Pullulan is a linear, unbranched, neutral exopolysaccharide obtained from the fungus Aureobasidium pullulans that is composed of maltotriose units interconnected by α-D-(1,6) glycosidic bonds. The three glucose units present in each maltotriose unit are in turn connected by α-D-(1,4) glycosidic bonds [47]. The distinctive linkage pattern of pullulan confers unique physicochemical properties to the biopolymer, including oxygen impermeability, adhesiveness, water solubility, and structural flexibility. The glycolipids present in the mycelia of fungus serve as zones for pullulan accumulation. Biosynthesis of pullulan involves uridine 5′-diphosphate glucose (UDPG) mediated formation of panosyl or isopanosyl residues linked to a lipid phosphate carrier that in turn undergoes polymerization to yield pullulan chains [48].
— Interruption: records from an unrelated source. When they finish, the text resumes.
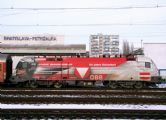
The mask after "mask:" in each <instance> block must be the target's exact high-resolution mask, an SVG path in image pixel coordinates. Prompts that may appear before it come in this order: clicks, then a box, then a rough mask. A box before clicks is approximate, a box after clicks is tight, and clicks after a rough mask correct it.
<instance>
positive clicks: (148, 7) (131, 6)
mask: <svg viewBox="0 0 166 120" xmlns="http://www.w3.org/2000/svg"><path fill="white" fill-rule="evenodd" d="M164 7H166V5H154V6H123V7H59V8H37V7H36V8H28V7H4V8H0V9H1V10H35V11H36V10H113V9H134V8H164Z"/></svg>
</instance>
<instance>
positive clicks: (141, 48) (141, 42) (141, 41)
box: [141, 40, 143, 49]
mask: <svg viewBox="0 0 166 120" xmlns="http://www.w3.org/2000/svg"><path fill="white" fill-rule="evenodd" d="M142 42H143V40H141V49H142V47H143V46H142Z"/></svg>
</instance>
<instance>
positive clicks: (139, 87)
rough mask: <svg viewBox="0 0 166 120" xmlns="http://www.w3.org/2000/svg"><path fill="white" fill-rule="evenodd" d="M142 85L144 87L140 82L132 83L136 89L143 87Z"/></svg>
mask: <svg viewBox="0 0 166 120" xmlns="http://www.w3.org/2000/svg"><path fill="white" fill-rule="evenodd" d="M143 87H144V85H143V83H142V82H136V83H135V84H134V88H136V89H141V88H143Z"/></svg>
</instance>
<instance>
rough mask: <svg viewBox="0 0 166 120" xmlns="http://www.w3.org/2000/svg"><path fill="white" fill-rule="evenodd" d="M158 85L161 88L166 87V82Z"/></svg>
mask: <svg viewBox="0 0 166 120" xmlns="http://www.w3.org/2000/svg"><path fill="white" fill-rule="evenodd" d="M157 86H158V87H159V88H166V83H163V84H158V85H157Z"/></svg>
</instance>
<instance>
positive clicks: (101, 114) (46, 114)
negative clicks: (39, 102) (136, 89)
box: [1, 109, 166, 119]
mask: <svg viewBox="0 0 166 120" xmlns="http://www.w3.org/2000/svg"><path fill="white" fill-rule="evenodd" d="M1 111H2V112H1V116H2V119H93V118H94V119H165V118H166V114H165V112H166V110H101V109H74V110H72V109H2V110H1Z"/></svg>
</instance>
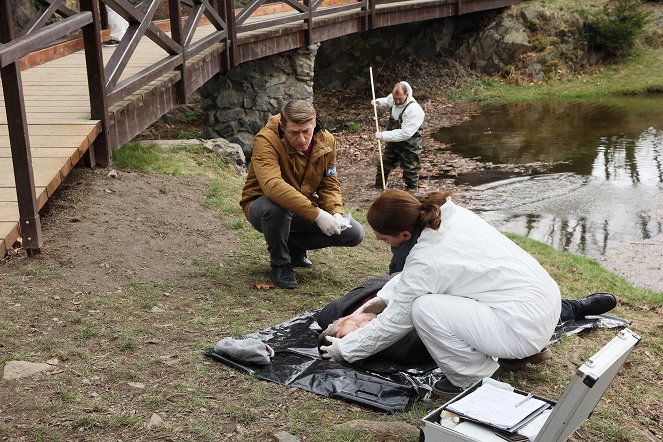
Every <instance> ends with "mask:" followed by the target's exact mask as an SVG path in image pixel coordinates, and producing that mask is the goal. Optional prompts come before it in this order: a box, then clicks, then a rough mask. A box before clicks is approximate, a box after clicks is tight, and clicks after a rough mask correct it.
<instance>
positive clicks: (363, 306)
mask: <svg viewBox="0 0 663 442" xmlns="http://www.w3.org/2000/svg"><path fill="white" fill-rule="evenodd" d="M385 308H387V303H386V302H384V300H383V299H382V298H378V297H377V296H376V297H375V298H371V299H369V300H368V301H366V302H365V303H363V304H362V305H361V306H360V307H359V308H358V309H357V310H355V311H354V312H352V314H353V315H358V314H360V313H374V314H376V315H379V314H380V313H382V311H383V310H384V309H385Z"/></svg>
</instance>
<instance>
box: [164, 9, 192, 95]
mask: <svg viewBox="0 0 663 442" xmlns="http://www.w3.org/2000/svg"><path fill="white" fill-rule="evenodd" d="M168 12H169V15H170V35H171V37H172V39H173V40H175V42H176V43H178V44H179V45H180V46H182V48H184V41H183V40H182V8H181V3H180V0H168ZM192 12H193V11H192ZM185 66H186V52H184V51H183V53H182V64H181V65H180V66H178V67H177V70H179V71H180V81H178V82H177V84H176V85H175V95H176V99H177V102H178V103H179V104H184V103H186V97H187V95H188V93H187V90H186V84H187V79H186V69H185Z"/></svg>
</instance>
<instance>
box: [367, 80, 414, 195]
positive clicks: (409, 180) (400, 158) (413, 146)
mask: <svg viewBox="0 0 663 442" xmlns="http://www.w3.org/2000/svg"><path fill="white" fill-rule="evenodd" d="M375 105H377V107H378V108H382V109H387V108H391V116H390V117H389V125H388V126H387V130H386V131H384V132H376V133H375V137H376V138H378V139H380V140H384V141H385V143H386V146H385V148H384V152H383V153H382V164H383V166H384V179H385V183H386V182H387V178H388V177H389V172H391V171H392V170H393V169H395V168H396V166H398V165H399V163H400V165H401V168H402V169H403V180H404V181H405V185H406V186H407V188H408V189H416V188H417V187H418V185H419V169H421V163H420V162H419V153H420V152H421V139H422V138H423V125H424V116H425V114H424V110H423V109H422V108H421V106H419V103H417V101H416V100H415V99H414V97H413V96H412V87H411V86H410V85H409V84H408V83H407V82H405V81H400V82H398V83H396V84H395V85H394V89H393V90H392V92H391V94H389V96H387V97H384V98H378V99H376V100H375ZM375 187H377V188H380V189H381V188H382V172H381V171H380V165H379V164H378V167H377V174H376V176H375Z"/></svg>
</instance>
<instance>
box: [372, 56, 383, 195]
mask: <svg viewBox="0 0 663 442" xmlns="http://www.w3.org/2000/svg"><path fill="white" fill-rule="evenodd" d="M368 72H369V73H370V74H371V92H372V93H373V114H374V115H375V132H380V125H379V124H378V105H377V103H376V102H375V85H374V83H373V66H369V68H368ZM377 142H378V156H379V157H380V173H381V174H382V189H383V190H384V189H386V188H387V182H386V181H385V180H384V165H383V164H382V146H381V144H380V139H379V138H378V139H377Z"/></svg>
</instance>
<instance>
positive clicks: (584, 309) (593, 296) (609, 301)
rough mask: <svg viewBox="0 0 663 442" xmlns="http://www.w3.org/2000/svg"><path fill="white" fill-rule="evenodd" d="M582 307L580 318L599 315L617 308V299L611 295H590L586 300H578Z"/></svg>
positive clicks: (600, 314)
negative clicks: (581, 311) (612, 309)
mask: <svg viewBox="0 0 663 442" xmlns="http://www.w3.org/2000/svg"><path fill="white" fill-rule="evenodd" d="M578 302H580V305H581V307H582V312H581V318H583V317H585V316H589V315H601V314H603V313H606V312H609V311H610V310H612V309H613V308H615V307H616V306H617V298H615V295H613V294H612V293H604V292H598V293H592V294H591V295H589V296H588V297H586V298H583V299H579V300H578Z"/></svg>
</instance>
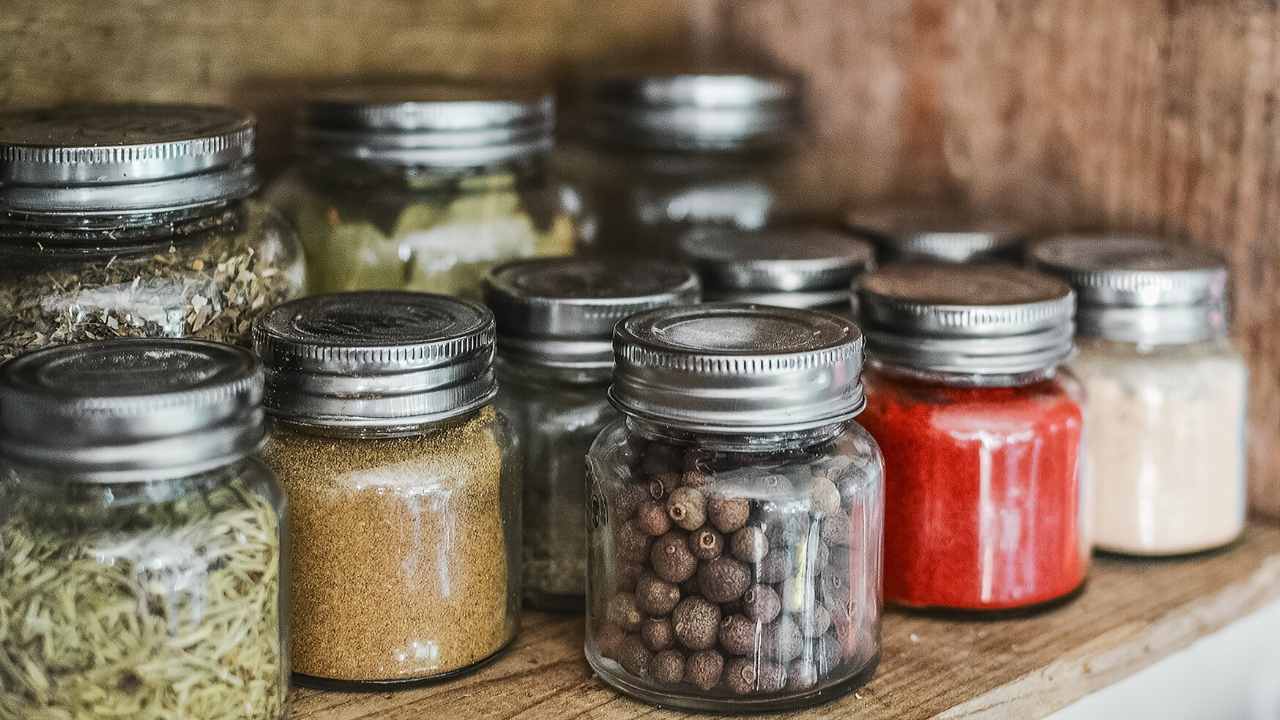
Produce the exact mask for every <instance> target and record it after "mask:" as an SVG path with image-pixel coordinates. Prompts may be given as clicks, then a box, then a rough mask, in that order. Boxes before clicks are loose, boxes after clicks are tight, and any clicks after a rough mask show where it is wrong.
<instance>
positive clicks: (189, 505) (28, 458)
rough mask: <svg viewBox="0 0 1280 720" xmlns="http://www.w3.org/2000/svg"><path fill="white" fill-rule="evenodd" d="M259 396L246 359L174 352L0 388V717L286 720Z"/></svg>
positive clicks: (269, 475)
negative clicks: (3, 462) (263, 454)
mask: <svg viewBox="0 0 1280 720" xmlns="http://www.w3.org/2000/svg"><path fill="white" fill-rule="evenodd" d="M261 395H262V375H261V370H260V369H259V365H257V360H256V359H255V357H253V355H252V354H250V352H248V351H247V350H242V348H237V347H230V346H225V345H218V343H211V342H202V341H191V340H137V338H132V340H113V341H101V342H92V343H79V345H63V346H59V347H52V348H46V350H40V351H35V352H31V354H27V355H23V356H20V357H19V359H17V360H13V361H10V363H8V364H6V365H5V366H4V368H3V370H0V456H3V462H4V469H3V470H0V478H3V480H0V548H3V552H0V715H3V716H5V717H14V719H17V717H32V719H36V717H184V719H191V720H223V719H225V717H243V719H247V720H279V719H283V717H284V716H285V714H284V705H285V691H287V688H288V679H289V674H288V653H287V642H285V635H287V626H285V616H284V612H285V600H284V594H283V589H282V587H280V574H282V565H283V557H282V548H283V547H284V546H285V534H284V524H283V521H282V520H283V512H284V501H283V497H282V496H280V492H279V488H278V486H276V484H275V479H274V478H273V477H271V473H270V471H269V470H268V469H266V468H265V466H264V465H262V464H261V462H260V461H259V460H256V459H255V452H256V450H257V446H259V445H260V442H261V438H262V411H261V409H260V406H259V402H260V401H261Z"/></svg>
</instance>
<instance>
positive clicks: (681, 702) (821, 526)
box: [586, 304, 883, 714]
mask: <svg viewBox="0 0 1280 720" xmlns="http://www.w3.org/2000/svg"><path fill="white" fill-rule="evenodd" d="M614 357H616V364H614V375H613V386H612V387H611V389H609V397H611V400H612V401H613V404H614V406H616V407H617V409H618V410H620V411H621V413H622V415H623V416H622V419H620V420H617V421H614V423H613V424H612V425H609V427H607V428H605V429H604V430H602V433H600V436H599V437H598V438H596V441H595V443H594V445H593V446H591V451H590V454H589V455H588V471H589V474H590V478H589V482H590V489H591V500H590V518H589V525H590V527H589V580H588V634H586V657H588V660H589V661H590V664H591V667H593V669H594V670H595V671H596V673H598V674H599V675H600V678H603V679H604V680H605V682H607V683H609V684H611V685H613V687H614V688H618V689H621V691H622V692H625V693H627V694H631V696H634V697H637V698H640V700H644V701H648V702H653V703H657V705H662V706H667V707H680V708H685V710H698V711H713V712H727V714H735V712H744V711H762V710H787V708H795V707H804V706H808V705H813V703H817V702H822V701H826V700H829V698H832V697H837V696H840V694H842V693H845V692H849V691H851V689H854V688H856V687H859V685H861V684H863V683H865V682H867V680H868V679H869V678H870V675H872V673H873V671H874V669H876V665H877V660H878V657H879V620H881V536H882V525H883V489H882V479H881V478H882V460H881V454H879V450H878V448H877V447H876V441H873V439H872V437H870V436H869V434H868V433H867V430H864V429H863V428H861V427H859V425H858V424H856V423H855V421H854V416H855V415H856V414H858V413H859V411H860V410H861V409H863V405H864V397H863V386H861V380H860V373H861V360H863V338H861V333H859V331H858V328H856V327H855V325H854V324H852V323H851V322H850V320H847V319H845V318H840V316H837V315H832V314H827V313H818V311H812V310H799V309H786V307H771V306H763V305H727V304H708V305H696V306H685V307H663V309H658V310H650V311H646V313H641V314H639V315H632V316H631V318H627V319H626V320H622V323H620V324H618V327H617V328H616V329H614Z"/></svg>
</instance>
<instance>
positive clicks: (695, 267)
mask: <svg viewBox="0 0 1280 720" xmlns="http://www.w3.org/2000/svg"><path fill="white" fill-rule="evenodd" d="M680 252H681V255H684V258H685V259H686V260H687V261H689V263H690V264H691V265H692V266H694V269H695V270H698V274H699V275H700V277H701V279H703V283H704V286H705V287H707V297H708V300H727V301H730V300H731V301H735V302H759V304H764V305H782V306H787V307H823V306H829V305H846V304H847V302H849V286H850V284H851V283H852V281H854V278H855V277H858V275H859V274H861V273H864V272H867V270H869V269H870V268H872V265H873V264H874V250H873V249H872V246H870V245H868V243H867V242H864V241H861V240H859V238H856V237H850V236H849V234H846V233H841V232H836V231H831V229H827V228H823V227H817V225H791V227H787V225H776V227H765V228H762V229H756V231H749V229H731V228H707V229H695V231H691V232H689V233H687V234H686V236H685V237H682V238H681V240H680Z"/></svg>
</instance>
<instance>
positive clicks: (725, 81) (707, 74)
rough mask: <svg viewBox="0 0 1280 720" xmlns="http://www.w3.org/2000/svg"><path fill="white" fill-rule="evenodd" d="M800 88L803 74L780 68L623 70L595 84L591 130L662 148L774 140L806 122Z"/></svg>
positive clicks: (588, 93)
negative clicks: (800, 77) (772, 69)
mask: <svg viewBox="0 0 1280 720" xmlns="http://www.w3.org/2000/svg"><path fill="white" fill-rule="evenodd" d="M801 95H803V92H801V83H800V81H799V79H797V78H795V77H790V76H780V74H751V73H741V72H709V73H676V74H617V76H609V77H604V78H599V79H596V81H595V82H594V83H593V85H591V87H590V88H589V91H588V108H586V131H588V133H590V135H591V136H594V137H595V138H596V140H600V141H604V142H608V143H618V145H632V146H639V147H652V149H659V150H740V149H753V147H773V146H778V145H782V143H786V142H790V141H791V140H794V137H792V133H794V132H795V131H797V129H799V128H800V127H801V126H803V124H804V119H803V117H804V113H803V106H801Z"/></svg>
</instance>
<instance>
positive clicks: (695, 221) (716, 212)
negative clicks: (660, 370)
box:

Based on the strain and fermentation parameters, the molecular weight of pullulan ranges from 45 to 600 KDa, offering polymers of varying viscosities, that play a crucial role in controlling the release of the active agent [49]. Mechanical stability of the pullulan matrix can be enhanced by inter-chain cross linking. In practice, the concentration of crosslinkers should be well optimized to obtain the desirable release as the water absorption capacity depends on the degree of cross-linking. Pullulan is soluble in water, partially soluble in dimethyl formamide and dimethyl sulfoxide, and insoluble in other organic solvents. Imparting hydrophobicity to pullulan by chemical modification is highly desirable for its use in drug delivery applications. Grafting is one such method that involves either the free-radical mediated covalent attachment of hydrophobic monomers onto a polymeric backbone or the incorporation of pre-synthesized grafts to the polymeric chain charged with complementary functional groups [50]. Grafting of methyl acrylate onto pullulan by means of copolymerization, with ceric ammonium nitrate as the initiator, was found to decrease the hydrophilicity. Owing to an increase in the total number of hydrophobic monomers with an increase in the percentage grafting, a decline in the water absorption capacity was observed by Shengjun et al. [51].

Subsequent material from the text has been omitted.